IUDs are safe and effective. Your poor daughter is going to have a lot of wanted pregnancies.



Condoms work just fine! IUDs weren’t really a thing when I was younger and I had a bad reaction to the pill, so I used condoms for many, many years. I never got pregnant until I was ready to have a baby at 35. The condom broke a few times and I ended up having to get the morning after pill, but overall, it did the job. The key is you have to be consistent. They’re also much safer, if you’re not in a long term relationship. Now that I’m old and married, we use natural family planning and that works, too, or more likely, I’m too old to get pregnant…either way, I’m okay with a whoopsie. Also, I never had a single long term partner complain about using them or try to push me to go on the pill, etc.


I am on my 3rd pregnancy from not using birth control.

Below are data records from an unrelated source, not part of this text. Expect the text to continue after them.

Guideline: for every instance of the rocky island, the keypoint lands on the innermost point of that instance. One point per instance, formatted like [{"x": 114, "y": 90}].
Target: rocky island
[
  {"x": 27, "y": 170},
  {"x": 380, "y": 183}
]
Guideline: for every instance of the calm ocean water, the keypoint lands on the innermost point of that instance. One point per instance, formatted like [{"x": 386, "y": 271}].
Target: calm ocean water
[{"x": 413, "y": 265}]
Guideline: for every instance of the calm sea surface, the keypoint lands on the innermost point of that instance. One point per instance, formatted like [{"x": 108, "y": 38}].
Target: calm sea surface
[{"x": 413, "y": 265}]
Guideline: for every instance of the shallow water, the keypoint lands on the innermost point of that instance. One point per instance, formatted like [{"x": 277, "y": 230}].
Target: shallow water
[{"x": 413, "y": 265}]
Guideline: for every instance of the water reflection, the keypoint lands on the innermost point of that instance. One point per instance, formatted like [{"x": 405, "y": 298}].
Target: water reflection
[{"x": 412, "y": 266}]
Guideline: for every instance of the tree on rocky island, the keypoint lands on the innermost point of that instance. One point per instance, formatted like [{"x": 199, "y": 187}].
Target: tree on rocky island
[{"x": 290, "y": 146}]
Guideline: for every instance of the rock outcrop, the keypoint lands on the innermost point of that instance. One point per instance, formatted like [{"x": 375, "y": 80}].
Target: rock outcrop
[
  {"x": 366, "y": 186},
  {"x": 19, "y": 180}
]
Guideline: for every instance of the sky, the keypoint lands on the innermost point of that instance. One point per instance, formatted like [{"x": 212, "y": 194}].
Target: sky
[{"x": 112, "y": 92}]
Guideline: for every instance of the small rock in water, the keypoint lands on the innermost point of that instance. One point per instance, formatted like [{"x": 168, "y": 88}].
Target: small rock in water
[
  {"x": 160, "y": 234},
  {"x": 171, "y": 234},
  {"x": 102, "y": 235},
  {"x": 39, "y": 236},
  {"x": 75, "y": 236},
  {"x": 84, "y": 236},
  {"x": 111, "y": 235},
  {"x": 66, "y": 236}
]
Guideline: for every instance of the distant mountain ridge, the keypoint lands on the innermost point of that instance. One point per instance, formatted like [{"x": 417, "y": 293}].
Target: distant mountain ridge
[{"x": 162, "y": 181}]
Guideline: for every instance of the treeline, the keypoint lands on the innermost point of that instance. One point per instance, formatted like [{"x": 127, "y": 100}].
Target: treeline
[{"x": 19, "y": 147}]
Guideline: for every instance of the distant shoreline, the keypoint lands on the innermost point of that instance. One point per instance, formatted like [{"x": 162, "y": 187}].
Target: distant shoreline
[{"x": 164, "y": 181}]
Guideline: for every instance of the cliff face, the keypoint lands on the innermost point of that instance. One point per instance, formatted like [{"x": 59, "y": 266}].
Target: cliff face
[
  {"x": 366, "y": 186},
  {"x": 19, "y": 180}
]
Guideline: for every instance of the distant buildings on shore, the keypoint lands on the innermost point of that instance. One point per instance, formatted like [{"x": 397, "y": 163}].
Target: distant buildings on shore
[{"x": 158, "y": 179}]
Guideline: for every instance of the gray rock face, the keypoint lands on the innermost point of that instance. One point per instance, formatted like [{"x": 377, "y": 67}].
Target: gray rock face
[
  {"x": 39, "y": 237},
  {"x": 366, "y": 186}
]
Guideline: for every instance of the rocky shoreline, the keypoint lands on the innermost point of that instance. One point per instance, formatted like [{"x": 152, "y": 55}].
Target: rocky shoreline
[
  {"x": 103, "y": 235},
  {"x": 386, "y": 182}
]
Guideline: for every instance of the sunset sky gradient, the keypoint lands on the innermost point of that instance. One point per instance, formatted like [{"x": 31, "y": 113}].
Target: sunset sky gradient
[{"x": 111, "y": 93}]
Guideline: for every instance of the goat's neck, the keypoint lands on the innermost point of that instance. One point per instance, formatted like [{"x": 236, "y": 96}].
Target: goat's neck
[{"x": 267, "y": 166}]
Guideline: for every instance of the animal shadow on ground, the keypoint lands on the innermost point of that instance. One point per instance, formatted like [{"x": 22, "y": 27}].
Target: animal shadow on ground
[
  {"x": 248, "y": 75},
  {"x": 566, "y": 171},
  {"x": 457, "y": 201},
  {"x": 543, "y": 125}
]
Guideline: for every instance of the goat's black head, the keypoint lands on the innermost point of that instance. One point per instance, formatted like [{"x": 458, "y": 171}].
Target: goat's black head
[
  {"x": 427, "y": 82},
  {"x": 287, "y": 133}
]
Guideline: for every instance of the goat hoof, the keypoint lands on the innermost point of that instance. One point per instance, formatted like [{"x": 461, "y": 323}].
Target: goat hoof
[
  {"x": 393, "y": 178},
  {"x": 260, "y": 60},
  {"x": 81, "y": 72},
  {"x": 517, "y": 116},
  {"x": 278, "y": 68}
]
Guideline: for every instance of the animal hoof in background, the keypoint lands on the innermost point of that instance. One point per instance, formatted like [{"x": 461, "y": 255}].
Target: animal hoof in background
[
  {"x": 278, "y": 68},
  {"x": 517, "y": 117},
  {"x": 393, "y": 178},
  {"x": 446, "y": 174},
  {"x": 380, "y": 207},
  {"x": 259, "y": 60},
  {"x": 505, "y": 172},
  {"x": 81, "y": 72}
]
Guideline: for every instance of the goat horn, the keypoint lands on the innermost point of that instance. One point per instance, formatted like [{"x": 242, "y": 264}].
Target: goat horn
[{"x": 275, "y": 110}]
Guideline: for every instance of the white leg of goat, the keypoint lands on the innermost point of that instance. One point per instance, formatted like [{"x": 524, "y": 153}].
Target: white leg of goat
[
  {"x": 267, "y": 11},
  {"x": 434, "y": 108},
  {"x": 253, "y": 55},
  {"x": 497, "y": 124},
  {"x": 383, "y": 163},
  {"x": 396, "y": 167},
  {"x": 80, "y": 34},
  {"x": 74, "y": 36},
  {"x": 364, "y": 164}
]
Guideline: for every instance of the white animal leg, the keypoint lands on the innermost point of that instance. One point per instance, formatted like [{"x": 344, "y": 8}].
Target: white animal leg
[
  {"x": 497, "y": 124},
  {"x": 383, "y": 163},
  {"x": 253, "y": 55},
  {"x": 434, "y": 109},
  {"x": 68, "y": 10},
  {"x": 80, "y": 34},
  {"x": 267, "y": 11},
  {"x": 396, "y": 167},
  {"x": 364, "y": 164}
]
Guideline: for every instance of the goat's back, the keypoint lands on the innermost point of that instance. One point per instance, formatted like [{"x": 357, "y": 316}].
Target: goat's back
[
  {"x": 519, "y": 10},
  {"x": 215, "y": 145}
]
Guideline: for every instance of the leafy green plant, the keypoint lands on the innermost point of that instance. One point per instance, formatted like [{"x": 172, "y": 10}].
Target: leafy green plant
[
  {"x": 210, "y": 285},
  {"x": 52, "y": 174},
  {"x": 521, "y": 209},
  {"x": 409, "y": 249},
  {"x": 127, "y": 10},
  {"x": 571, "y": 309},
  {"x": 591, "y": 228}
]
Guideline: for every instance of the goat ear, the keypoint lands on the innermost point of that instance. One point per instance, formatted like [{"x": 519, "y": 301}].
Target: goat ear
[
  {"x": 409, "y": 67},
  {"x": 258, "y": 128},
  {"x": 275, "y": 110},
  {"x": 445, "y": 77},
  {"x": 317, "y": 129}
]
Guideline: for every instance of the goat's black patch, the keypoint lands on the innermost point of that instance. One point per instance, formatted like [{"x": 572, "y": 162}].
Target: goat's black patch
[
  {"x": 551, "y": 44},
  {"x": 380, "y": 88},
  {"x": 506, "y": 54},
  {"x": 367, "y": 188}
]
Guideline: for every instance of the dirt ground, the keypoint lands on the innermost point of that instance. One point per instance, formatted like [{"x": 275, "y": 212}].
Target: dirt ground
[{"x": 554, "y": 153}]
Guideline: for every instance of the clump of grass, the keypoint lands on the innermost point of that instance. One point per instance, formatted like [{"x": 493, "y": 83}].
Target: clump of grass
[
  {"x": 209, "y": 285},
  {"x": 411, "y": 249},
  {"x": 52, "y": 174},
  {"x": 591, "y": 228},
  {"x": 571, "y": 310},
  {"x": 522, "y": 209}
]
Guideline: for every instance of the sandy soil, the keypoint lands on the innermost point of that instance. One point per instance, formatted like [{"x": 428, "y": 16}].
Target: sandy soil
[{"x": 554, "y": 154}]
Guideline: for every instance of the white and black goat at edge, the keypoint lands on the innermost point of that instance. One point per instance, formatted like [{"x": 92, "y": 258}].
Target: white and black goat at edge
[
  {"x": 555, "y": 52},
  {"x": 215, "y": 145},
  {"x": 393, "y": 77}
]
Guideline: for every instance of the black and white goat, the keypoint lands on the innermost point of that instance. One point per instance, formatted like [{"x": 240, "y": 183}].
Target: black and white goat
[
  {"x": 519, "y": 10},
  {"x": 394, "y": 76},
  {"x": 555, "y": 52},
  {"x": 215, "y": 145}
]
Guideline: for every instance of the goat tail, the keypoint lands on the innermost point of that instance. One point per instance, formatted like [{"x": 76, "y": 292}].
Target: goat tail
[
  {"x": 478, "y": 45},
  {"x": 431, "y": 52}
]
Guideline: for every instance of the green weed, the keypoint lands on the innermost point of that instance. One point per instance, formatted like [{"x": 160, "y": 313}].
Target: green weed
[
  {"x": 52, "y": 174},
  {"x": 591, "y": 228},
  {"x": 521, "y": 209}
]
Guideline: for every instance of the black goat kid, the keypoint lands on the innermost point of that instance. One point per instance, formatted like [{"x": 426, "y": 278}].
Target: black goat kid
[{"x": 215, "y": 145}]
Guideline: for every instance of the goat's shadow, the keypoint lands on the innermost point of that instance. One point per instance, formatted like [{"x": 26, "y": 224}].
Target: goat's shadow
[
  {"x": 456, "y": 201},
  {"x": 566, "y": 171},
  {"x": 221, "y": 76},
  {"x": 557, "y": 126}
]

Did you figure out what keeps causing it?

The cause is us not being responsible when i give birth they are tying my tubes.
Anonymous
Anonymous wrote:
Anonymous wrote:
Anonymous wrote:
Anonymous wrote:
Anonymous wrote:I get pregnant very easily, easy pregnancies . Pregnant first time trying at 32, 35 and 38

And still!!!! I never got pregnant with a prior boyfriend or had an unwanted pregnancy:

I learned about prevention in middle school sex Ed. I was on the Pill and took it religiously (pre-Mirena,etc).

It’s weird to read so many woman getting pregnant while dating or hooking up with randos. If you are too dumb to use birth control, the child isn’t going to care well …


Some are just immature and shouldnt be having sex.


Nature disagrees!

That is very true nature dont care if we are immature.


We are supposed to have evolved. Humans can control their biological destinies and prevent procreation.


"supposed to have evolved" according to who? Believing that you have complete control over your biology is just hubris. I would expect people like you to have more unwanted pregnancies, not fewer.
Anonymous
Anonymous wrote:
Anonymous wrote:
Anonymous wrote:It's very hard to raise a child as a single parent. Have you many relatvies nearby who can and want to help? Otherwise wouldn't advise to keep.


No it isn’t. It’s 1/2 the work of having a baby and a man in your life.

Now it expensive I’ll give you that.


Only for certain types of women. For the vast majority, a father is a huge help and is also inherently better for the child. It's simple math -- two caregivers are better than one.

Now, granted, there's a subset of control freak women who think men are incapable and so they basically nitpick and complain and micromanage and feel put-out that he's not "helping her" even though she's discounting his efforts and contributions and acting like she's in charge. Those ones tend to think it's half as easier without a partner.


NP. No, for the vast majority of women, the father is not a huge help. Childcare and parenting usually relies mostly on the mother as a default parent even if they’re married.